Other bed designs target specific patient groups, for example Tough Furniture’s Mid Sleeper, which offers a secure sleeping option with integral ‘den’ for people on the autistic spectrum; and Pineapple Contracts’ Sovie bed for the mental health market.
Taking the pressure off
Just as important as the design of the beds themselves are the mattresses used.
Modern designs put an emphasis on patient comfort and the reduction of pressure ulcers.
Rober has recently released a pioneering new solution - The NoDec AIRSTREAM Total Heel Protection - designed specifically to relieve pressure on the heel and lower limbs, two common areas for troublesome pressure ulcers; while Medstrom’s AeroSpacer range utilises 3D spacer textiles which reduce temperature, moisture and humidity, shear strain, and provide effective pressure distribution.

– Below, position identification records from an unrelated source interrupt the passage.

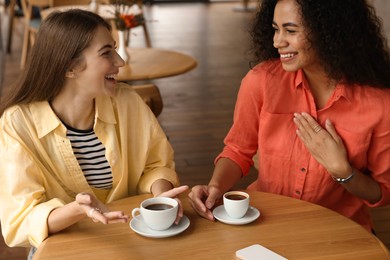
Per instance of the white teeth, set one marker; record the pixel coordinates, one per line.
(288, 55)
(111, 76)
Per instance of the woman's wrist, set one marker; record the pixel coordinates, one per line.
(344, 176)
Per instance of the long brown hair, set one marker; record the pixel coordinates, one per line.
(61, 39)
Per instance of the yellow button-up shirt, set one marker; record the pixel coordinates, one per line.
(39, 172)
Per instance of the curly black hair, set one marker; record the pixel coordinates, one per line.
(347, 36)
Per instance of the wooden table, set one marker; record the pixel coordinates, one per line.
(292, 228)
(151, 63)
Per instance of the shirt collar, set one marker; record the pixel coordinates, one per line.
(341, 89)
(47, 121)
(44, 118)
(104, 106)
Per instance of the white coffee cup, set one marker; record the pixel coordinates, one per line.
(158, 213)
(236, 203)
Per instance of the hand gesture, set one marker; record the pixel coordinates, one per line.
(99, 212)
(324, 144)
(203, 198)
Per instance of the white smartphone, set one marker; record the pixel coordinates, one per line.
(258, 252)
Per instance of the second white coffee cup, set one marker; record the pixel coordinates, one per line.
(236, 203)
(158, 213)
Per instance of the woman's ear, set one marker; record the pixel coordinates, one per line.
(70, 74)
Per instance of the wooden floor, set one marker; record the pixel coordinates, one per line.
(198, 105)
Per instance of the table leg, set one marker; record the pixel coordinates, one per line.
(11, 15)
(245, 7)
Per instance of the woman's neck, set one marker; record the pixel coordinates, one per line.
(76, 113)
(321, 86)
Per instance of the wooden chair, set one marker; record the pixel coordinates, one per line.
(148, 43)
(31, 25)
(152, 97)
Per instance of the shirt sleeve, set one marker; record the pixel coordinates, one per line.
(24, 209)
(159, 163)
(241, 143)
(379, 156)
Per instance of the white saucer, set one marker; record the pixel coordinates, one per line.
(251, 215)
(138, 226)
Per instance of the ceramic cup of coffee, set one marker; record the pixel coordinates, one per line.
(158, 213)
(236, 203)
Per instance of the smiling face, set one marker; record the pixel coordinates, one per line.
(95, 74)
(290, 38)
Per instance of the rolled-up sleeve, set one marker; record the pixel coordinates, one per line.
(24, 211)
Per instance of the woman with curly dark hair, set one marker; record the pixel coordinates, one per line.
(316, 108)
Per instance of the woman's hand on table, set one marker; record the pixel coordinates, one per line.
(203, 198)
(97, 211)
(173, 193)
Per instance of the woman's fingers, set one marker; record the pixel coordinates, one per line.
(174, 192)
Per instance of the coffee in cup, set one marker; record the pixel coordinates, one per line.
(158, 213)
(236, 203)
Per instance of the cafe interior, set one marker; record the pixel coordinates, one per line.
(203, 46)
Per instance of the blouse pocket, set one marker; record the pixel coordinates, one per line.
(277, 134)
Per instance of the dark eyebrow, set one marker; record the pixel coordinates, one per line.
(286, 24)
(105, 46)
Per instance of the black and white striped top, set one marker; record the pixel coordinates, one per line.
(90, 154)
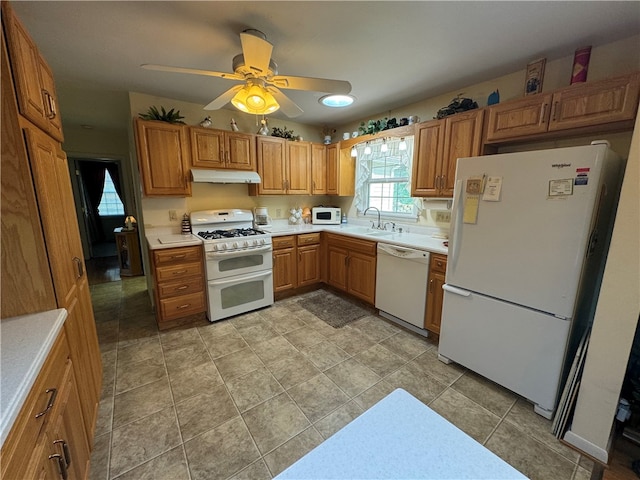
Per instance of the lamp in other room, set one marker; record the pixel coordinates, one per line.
(255, 98)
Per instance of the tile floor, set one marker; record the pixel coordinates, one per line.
(246, 397)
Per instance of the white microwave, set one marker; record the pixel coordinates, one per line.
(325, 216)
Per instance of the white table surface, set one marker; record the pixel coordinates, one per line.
(400, 438)
(25, 342)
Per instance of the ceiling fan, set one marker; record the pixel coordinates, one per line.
(260, 91)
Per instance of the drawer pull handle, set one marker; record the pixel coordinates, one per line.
(52, 401)
(63, 468)
(65, 450)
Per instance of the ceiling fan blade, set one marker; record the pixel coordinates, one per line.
(289, 108)
(256, 51)
(313, 84)
(223, 99)
(194, 71)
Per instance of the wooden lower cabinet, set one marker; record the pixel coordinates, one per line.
(179, 285)
(296, 262)
(352, 266)
(435, 295)
(48, 438)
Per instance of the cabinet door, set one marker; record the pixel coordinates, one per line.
(207, 147)
(309, 265)
(271, 165)
(609, 101)
(332, 169)
(362, 276)
(284, 269)
(435, 294)
(241, 151)
(528, 116)
(462, 138)
(163, 156)
(299, 168)
(427, 158)
(337, 267)
(318, 169)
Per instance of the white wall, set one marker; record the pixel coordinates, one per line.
(615, 321)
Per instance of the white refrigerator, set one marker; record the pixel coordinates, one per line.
(528, 242)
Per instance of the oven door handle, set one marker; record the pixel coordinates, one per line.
(241, 278)
(235, 253)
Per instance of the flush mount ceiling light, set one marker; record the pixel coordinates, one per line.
(336, 101)
(255, 98)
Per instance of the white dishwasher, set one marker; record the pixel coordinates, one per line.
(401, 283)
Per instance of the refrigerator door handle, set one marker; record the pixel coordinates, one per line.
(456, 290)
(456, 225)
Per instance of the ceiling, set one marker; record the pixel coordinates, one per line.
(393, 53)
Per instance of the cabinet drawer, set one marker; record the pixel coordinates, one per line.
(288, 241)
(182, 306)
(174, 272)
(353, 244)
(438, 263)
(173, 255)
(188, 285)
(34, 414)
(308, 239)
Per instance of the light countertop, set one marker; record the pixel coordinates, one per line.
(25, 343)
(400, 437)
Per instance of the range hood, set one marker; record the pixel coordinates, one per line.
(224, 176)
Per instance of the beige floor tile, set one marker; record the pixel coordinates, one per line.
(171, 465)
(256, 471)
(204, 412)
(253, 388)
(140, 402)
(317, 397)
(193, 381)
(380, 359)
(224, 345)
(294, 449)
(221, 452)
(338, 419)
(324, 355)
(531, 457)
(293, 370)
(137, 442)
(238, 363)
(274, 422)
(468, 416)
(352, 377)
(490, 395)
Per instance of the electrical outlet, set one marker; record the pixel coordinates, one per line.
(443, 217)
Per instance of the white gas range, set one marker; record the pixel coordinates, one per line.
(238, 262)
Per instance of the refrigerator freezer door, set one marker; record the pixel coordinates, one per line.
(529, 246)
(518, 348)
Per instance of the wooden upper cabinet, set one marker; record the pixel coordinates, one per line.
(438, 146)
(32, 75)
(332, 169)
(318, 169)
(163, 157)
(608, 101)
(528, 116)
(298, 168)
(427, 158)
(601, 106)
(220, 149)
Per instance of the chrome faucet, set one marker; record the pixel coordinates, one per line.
(369, 208)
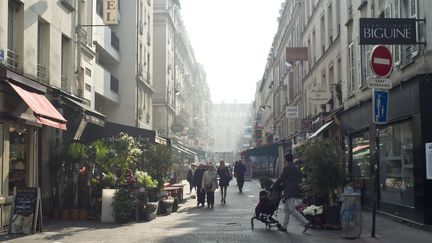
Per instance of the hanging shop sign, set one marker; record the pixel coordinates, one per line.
(319, 97)
(388, 31)
(291, 112)
(294, 54)
(110, 11)
(177, 128)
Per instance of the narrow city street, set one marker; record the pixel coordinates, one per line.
(224, 223)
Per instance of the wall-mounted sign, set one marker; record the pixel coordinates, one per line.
(291, 112)
(177, 128)
(319, 97)
(110, 11)
(296, 54)
(381, 61)
(388, 31)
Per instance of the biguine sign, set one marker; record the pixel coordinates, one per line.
(387, 31)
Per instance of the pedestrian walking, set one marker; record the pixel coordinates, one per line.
(290, 180)
(239, 170)
(224, 178)
(209, 183)
(189, 177)
(197, 180)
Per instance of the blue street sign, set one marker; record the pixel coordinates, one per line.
(380, 100)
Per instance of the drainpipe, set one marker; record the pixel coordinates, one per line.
(78, 76)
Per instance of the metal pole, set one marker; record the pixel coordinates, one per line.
(375, 182)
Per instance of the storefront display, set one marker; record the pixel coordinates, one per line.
(396, 164)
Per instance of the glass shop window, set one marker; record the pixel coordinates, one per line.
(360, 145)
(396, 164)
(18, 157)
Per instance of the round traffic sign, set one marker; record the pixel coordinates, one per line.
(381, 61)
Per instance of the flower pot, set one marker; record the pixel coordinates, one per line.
(64, 214)
(82, 214)
(56, 213)
(73, 214)
(150, 211)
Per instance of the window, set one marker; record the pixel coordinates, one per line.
(114, 85)
(88, 87)
(396, 164)
(18, 157)
(65, 59)
(351, 63)
(361, 152)
(1, 156)
(99, 8)
(330, 23)
(42, 51)
(12, 39)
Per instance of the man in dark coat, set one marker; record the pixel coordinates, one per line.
(290, 180)
(197, 180)
(239, 170)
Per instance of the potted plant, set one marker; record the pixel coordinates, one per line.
(123, 205)
(324, 175)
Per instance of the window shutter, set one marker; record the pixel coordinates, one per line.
(397, 49)
(412, 12)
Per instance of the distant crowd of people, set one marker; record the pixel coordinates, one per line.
(204, 180)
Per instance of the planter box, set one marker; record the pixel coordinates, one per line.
(165, 206)
(150, 211)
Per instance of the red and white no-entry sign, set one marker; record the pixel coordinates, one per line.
(381, 61)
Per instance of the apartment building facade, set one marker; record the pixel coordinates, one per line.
(336, 63)
(181, 103)
(124, 64)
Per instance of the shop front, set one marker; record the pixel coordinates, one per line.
(25, 115)
(401, 185)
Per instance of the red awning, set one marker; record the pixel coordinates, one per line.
(44, 111)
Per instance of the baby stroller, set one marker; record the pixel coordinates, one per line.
(268, 204)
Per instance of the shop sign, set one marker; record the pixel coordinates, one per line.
(429, 161)
(294, 54)
(319, 97)
(110, 11)
(388, 31)
(177, 128)
(291, 112)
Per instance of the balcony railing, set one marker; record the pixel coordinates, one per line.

And Hill-Rom has a range of solutions, including the Envision E700, P500 Therapy Surface, and the ACcuMax Quantum VPC Surface.
Its Clinitron Rite Hite Air Fluidized Therapy Bed is designed for patients with existing sores, providing a healing environment for compromised skin by minimising the forces that cause tissue breakdown: pressure, shear, friction, heat and moisture.
Jane McLaughlin of Medstrom said: “As a supplier, we are inevitably steered by issues like the need to reduce falls or pressure ulcers when innovating and developing new product ranges.
“A consideration in our design is the incorporation of features that help to increase nursing efficiency while also improving patient outcomes.
“Bed handling has also been improved, with new features introduced to reduce manual handling injury among caregivers and hospital porters by making the bed very easy to manoeuvre, thanks to our unique castor, brake and steer design.
“And cost continues to be a key factor.
“Health budgets are reviewed regularly and are often being cut.
“With this in mind, we build very-robust beds with ten-year bed frame warranties, which helps the hospitals we supply to minimise lifetime costs.”